Yes, I probably did buy it in support of another member. That was probably the major influence.

Would I buy without that? 50/50. Maybe. But then it's not especially "my style of music". I probably wouldn't have come across it. But, I listened through it all the way through then and again recently. So maybe that says something? :) Out of interest, you say it's a hobby. Others pursue this with the hope of making millions. Probably more pragmatic to regard it as the former but when there's so much crap popular music around, which you are better than - what does it take to really push it? How can it "make money"?

It didnt used to be a hobby.
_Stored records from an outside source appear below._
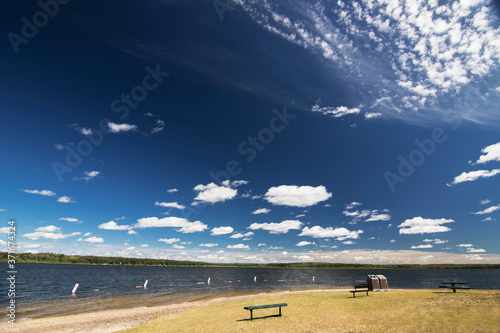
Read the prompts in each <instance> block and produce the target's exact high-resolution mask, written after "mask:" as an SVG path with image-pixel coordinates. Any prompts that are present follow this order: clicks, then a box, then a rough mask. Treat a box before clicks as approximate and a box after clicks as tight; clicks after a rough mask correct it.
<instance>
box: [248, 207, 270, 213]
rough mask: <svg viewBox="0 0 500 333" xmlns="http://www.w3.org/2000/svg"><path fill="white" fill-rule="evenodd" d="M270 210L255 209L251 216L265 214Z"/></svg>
mask: <svg viewBox="0 0 500 333" xmlns="http://www.w3.org/2000/svg"><path fill="white" fill-rule="evenodd" d="M270 211H271V210H270V209H269V208H259V209H256V210H254V211H253V212H252V214H267V213H269V212H270Z"/></svg>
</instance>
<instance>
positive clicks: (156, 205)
mask: <svg viewBox="0 0 500 333" xmlns="http://www.w3.org/2000/svg"><path fill="white" fill-rule="evenodd" d="M155 206H158V207H165V208H177V209H184V208H186V206H183V205H179V204H178V203H177V202H158V201H157V202H155Z"/></svg>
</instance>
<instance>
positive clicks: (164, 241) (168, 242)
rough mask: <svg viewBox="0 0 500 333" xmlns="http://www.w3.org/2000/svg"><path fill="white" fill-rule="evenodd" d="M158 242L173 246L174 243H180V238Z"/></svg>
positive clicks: (160, 241)
mask: <svg viewBox="0 0 500 333" xmlns="http://www.w3.org/2000/svg"><path fill="white" fill-rule="evenodd" d="M158 242H163V243H165V244H173V243H176V242H180V238H160V239H158Z"/></svg>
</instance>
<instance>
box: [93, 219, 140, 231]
mask: <svg viewBox="0 0 500 333" xmlns="http://www.w3.org/2000/svg"><path fill="white" fill-rule="evenodd" d="M97 227H98V228H99V229H104V230H130V229H132V227H131V226H129V225H118V224H117V223H116V222H115V221H109V222H106V223H102V224H99V225H98V226H97Z"/></svg>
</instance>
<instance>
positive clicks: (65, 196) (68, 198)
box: [57, 196, 75, 203]
mask: <svg viewBox="0 0 500 333" xmlns="http://www.w3.org/2000/svg"><path fill="white" fill-rule="evenodd" d="M57 202H62V203H74V202H75V201H73V200H72V199H71V197H68V196H62V197H59V199H57Z"/></svg>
It was all i wanted to do, but partly getting too old (50 now) and partly the music biz being infested with careerist claptrap at the "serious" end, and brain dead shite at the other, its now a club i wouldn't want to be a member of anyway.

The whole process of being in a band is so shaky and transitory that its amazing any new ones stick at it long enough. We had "our time" at the turn of the 80s/90s where you could see dance and guitar coming together to give rise to Baggy. We tried to let that baggy tide wash us in like many bands got washed in on Punk. We never caught the wave. . Were always quite well regarded live on London pub circuit, but really knew nobody of any influence.

We got mired in the revivalist Mod scene which was so limiting, but those small record cos were the only ones who would give us any sort of deal.

In all likelihood at that point we weren't good enough anyway. We had the Charlatans managment co quite keen for a bit. Liked our demos etc etc. Wanted to see us live.

Then half of my band started a tribute act, and got more cash/females than at any stage doing original stuff and we fizzled.

And thats really the crux of it, when there's a chink of light at the door, you all have to give 100% to kick it open. We never had the discipline. Its the British way to make it look like you're not trying, but under the surface you have to be paddling like mad. We never did that.

I'll always have a tune in my head, and thanks to modern tech the means to record them. Often to a way better standard than we got from studios in the 80s/90s, shelling out thousands in the process.

Distribution has changed out of all recognition, though its now made the haystack planet sized.

No desire to form another live band, musicians?...yuck, so apart from solo spots, which i could do, there's no way to promote what i do.

Maybe someone will use Fahrenheit on an ad in the States. That'd do me.

 

Just to add, and reiterate, if anyone is looking to get their stuff online for sale quickly, easily, and cheaply, i highly recommend Distrokid.

Not affiliated in any way i might add.